In 1998, government adopted the Medical Schemes Act (MSA) to introduce “social solidarity” in the private medical schemes market. The Act ushered in four main amendments: open enrolment, community rating, statutory solvency requirements, and a comprehensive package of hospital and outpatient services that all schemes are compelled to provide regardless of the individual’s age, sex or health status. This minimum package of benefits is commonly referred to as prescribed minimum benefits (PMBs). Each of these amendments resulted in an increase in the cost of providing medical scheme coverage, which invariably needed to be borne by the consumer.
As a result of these amendments, a substantial number of medical schemes in the market consolidated since they could no longer compete effectively on price. The number of schemes dropped by one-third from 144 in 2000 to 97 in 2011, which translates into an average rate of decline of four medical schemes per year over the 12 year period.
Despite the reduction in the number of medical schemes, there has been a 26.9 per cent increase in the number of lives covered by private medical aid schemes, from 6.7 million to 8.5 million, over the period 2000 to 2011. In addition there are an estimated 1.8 million people covered by private health insurance contracts. This large and growing number of people seeking private medical insurance options, and the substantial rise in out-of-pocket payments at private health facilities, reveals that people would prefer to attend private rather than government-run medical facilities. It should be noted that people voluntarily choose to contribute towards health insurance options over and above their mandatory contributions to government-run medical facilities through the taxes they pay, and voluntarily choose to attend private medical facilities.

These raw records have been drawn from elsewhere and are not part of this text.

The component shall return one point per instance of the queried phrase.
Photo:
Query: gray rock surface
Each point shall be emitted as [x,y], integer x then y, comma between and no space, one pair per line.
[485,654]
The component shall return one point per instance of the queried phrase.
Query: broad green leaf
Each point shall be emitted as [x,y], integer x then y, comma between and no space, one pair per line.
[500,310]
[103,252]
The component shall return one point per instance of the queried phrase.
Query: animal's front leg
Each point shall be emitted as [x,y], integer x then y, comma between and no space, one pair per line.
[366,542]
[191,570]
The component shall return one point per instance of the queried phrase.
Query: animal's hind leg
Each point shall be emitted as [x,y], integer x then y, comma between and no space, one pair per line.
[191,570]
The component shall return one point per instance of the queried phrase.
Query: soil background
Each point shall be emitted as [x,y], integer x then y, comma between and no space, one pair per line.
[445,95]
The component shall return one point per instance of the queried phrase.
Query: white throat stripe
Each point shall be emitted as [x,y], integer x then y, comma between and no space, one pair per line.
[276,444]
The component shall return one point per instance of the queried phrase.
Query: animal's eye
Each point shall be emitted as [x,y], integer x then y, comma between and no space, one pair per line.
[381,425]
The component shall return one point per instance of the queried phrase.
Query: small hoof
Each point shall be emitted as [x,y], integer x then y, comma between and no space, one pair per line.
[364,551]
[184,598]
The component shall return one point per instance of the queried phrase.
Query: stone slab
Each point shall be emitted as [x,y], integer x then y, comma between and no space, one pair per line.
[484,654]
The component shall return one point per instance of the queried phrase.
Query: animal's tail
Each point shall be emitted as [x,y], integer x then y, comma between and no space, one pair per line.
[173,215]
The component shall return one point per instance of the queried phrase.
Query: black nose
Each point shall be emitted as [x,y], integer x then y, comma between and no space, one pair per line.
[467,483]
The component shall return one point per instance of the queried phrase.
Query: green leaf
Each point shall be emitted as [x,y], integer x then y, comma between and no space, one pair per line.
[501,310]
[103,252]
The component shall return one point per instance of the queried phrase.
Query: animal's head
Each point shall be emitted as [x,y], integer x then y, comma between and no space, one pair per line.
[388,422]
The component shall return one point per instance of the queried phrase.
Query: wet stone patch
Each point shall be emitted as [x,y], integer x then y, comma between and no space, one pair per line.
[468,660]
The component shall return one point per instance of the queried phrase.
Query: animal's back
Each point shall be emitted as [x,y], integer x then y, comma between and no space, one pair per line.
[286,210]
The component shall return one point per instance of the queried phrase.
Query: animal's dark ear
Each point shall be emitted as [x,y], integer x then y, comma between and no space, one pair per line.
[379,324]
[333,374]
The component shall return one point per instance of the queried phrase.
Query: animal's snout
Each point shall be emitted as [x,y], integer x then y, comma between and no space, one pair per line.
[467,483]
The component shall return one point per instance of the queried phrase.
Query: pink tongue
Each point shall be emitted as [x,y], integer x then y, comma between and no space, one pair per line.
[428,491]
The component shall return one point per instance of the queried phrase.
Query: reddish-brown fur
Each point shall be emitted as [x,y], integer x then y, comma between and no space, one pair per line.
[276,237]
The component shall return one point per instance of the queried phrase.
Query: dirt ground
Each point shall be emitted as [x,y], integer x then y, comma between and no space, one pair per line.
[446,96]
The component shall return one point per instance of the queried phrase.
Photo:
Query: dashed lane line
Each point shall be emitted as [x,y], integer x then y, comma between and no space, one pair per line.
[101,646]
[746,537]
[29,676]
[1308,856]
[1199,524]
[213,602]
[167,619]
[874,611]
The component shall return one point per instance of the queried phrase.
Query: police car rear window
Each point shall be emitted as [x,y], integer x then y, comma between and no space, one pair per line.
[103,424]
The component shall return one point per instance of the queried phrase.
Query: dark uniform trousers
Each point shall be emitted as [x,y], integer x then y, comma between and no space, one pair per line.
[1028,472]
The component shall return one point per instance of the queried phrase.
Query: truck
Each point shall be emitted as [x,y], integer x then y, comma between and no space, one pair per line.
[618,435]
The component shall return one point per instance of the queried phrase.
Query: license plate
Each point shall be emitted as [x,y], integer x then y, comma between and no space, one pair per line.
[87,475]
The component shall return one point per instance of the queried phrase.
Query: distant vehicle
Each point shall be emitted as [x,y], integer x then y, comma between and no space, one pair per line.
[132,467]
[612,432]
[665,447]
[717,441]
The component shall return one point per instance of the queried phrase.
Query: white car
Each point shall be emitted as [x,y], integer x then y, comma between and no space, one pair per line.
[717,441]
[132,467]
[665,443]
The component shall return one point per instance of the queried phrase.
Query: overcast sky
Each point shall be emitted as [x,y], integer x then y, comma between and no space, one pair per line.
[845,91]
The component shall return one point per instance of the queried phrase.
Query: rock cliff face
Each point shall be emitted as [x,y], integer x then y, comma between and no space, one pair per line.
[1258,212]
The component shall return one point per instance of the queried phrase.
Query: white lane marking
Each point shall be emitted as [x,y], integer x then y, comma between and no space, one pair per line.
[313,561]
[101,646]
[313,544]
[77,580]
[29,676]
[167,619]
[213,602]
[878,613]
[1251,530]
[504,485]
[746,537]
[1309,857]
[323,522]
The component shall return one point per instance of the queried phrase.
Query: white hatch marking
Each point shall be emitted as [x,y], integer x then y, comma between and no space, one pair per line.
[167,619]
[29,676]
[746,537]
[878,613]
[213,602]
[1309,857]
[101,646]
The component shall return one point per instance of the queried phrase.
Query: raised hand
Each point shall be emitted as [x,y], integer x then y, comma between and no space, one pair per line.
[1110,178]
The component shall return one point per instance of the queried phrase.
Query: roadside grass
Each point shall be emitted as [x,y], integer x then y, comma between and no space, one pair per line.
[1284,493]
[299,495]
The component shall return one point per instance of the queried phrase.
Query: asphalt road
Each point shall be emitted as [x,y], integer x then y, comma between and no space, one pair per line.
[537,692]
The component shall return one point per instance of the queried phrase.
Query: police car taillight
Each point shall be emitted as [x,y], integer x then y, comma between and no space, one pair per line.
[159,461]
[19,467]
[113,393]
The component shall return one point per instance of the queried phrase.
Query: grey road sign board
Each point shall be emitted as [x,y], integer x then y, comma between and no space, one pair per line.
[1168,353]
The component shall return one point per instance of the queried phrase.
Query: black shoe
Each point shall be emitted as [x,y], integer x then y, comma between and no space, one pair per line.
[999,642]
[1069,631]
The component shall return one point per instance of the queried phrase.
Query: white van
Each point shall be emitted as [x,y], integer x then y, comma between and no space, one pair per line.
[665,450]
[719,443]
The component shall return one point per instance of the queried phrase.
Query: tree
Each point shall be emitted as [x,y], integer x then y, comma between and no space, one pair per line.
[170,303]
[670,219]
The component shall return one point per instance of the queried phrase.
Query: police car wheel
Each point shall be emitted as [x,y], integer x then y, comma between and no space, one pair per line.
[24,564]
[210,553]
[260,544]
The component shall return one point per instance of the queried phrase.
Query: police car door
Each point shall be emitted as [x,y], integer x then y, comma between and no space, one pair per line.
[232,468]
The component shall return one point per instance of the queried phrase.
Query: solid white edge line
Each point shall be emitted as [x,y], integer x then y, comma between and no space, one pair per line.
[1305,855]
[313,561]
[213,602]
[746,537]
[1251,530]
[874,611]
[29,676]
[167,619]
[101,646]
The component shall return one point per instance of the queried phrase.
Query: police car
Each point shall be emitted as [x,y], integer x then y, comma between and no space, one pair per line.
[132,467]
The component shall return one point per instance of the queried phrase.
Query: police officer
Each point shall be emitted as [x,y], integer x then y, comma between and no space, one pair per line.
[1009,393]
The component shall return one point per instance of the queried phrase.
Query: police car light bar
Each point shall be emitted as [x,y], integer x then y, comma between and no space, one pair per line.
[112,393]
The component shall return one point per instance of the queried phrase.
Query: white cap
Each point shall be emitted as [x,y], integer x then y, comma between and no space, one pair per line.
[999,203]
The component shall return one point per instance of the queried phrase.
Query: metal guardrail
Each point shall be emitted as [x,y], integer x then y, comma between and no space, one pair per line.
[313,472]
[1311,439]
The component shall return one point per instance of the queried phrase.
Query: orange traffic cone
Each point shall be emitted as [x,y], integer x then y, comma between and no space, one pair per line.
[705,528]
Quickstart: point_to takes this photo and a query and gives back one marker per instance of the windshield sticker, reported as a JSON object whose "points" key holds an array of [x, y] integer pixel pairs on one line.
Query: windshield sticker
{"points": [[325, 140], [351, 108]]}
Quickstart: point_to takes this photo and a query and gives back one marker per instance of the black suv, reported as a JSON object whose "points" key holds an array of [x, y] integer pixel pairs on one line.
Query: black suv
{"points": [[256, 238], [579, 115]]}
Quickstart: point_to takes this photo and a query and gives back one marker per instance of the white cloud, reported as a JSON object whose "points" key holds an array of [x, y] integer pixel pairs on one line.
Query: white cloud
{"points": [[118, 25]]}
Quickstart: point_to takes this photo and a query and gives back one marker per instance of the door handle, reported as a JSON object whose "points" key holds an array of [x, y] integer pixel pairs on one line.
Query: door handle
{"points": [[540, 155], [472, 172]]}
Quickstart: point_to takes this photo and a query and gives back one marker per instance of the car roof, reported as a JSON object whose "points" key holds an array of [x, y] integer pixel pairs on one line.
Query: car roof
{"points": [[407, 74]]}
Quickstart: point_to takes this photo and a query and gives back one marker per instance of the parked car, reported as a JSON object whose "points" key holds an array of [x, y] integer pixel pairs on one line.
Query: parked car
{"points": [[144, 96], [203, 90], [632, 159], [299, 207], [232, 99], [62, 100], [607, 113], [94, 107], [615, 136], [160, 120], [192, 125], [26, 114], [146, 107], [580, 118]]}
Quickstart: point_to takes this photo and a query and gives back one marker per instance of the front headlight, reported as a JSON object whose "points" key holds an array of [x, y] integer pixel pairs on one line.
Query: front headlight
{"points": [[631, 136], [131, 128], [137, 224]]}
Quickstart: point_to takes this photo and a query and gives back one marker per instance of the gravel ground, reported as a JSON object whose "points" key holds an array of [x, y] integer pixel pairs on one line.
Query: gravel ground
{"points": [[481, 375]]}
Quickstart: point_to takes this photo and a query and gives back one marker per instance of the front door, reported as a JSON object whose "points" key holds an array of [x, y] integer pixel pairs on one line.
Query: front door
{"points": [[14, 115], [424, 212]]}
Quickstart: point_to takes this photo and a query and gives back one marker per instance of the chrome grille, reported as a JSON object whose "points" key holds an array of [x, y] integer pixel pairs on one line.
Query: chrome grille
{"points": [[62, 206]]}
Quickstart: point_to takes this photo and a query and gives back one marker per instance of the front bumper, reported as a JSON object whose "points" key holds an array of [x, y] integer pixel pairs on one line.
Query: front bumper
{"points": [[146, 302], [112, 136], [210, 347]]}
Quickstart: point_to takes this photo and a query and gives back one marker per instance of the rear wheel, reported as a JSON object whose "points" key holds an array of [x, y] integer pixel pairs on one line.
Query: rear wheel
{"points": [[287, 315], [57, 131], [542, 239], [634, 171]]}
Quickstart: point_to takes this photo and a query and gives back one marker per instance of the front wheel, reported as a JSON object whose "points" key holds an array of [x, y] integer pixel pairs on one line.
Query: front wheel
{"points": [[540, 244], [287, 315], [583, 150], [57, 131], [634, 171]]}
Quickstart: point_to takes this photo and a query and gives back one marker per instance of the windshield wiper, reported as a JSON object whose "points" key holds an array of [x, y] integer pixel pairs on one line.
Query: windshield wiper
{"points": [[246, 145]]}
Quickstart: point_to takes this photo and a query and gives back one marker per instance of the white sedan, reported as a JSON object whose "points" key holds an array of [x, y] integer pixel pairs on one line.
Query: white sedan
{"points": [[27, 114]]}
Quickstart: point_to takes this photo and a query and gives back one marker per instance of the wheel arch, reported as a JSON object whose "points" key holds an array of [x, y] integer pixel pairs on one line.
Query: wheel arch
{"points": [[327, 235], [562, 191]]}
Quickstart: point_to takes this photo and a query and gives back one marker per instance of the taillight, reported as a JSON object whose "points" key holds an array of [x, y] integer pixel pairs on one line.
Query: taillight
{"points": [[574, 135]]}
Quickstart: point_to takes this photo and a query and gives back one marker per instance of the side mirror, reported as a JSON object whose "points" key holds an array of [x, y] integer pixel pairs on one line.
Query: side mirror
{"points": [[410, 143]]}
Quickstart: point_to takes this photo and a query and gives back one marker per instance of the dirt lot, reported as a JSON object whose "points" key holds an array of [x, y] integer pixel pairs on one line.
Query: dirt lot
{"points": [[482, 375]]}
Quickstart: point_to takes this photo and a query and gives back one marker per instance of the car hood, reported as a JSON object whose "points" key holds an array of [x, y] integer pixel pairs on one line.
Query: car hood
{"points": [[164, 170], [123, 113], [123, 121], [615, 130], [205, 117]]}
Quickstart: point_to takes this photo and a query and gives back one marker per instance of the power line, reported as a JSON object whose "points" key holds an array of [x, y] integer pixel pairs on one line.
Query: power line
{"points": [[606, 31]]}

The aforementioned competition-destroying pieces of legislation are just some of the factors that contribute to higher prices in the private medical sector. Another important aspect is that our population is aging. Life expectancy at birth has increased from 52.7 years in 2002 to 59.6 years in 2013. As people age there is an increased probability that they will require chronic care which in turn raises expected medical care expenditure. New innovative technologies that cause people to live longer also raise the price of medical care.
Once again, the solution is simple: remove the barriers to entry for new medical schemes; remove all the regulations that prevent actuaries from devising innovative schemes to meet the requirements of a larger pool of members; and remove the suffocating costs that are imposed on medical schemes at the whim of regulators.
Any investigation will consume a significant amount of hard earned taxpayer resources. The answers to these questions are already in the public domain. Private companies are playing by the rules that government has created. It is not possible for the private healthcare sector in its entirety to conspire to raise prices. It is the government imposed rules of the game that are responsible for reduced competition and higher prices.
Author: Jasson Urbach is a director of the Free Market Foundation and of the Health Policy Unit. This article may be republished without prior consent but with acknowledgement to the author. The views expressed in the article are the author’s and are not necessarily shared by the members of the Foundation.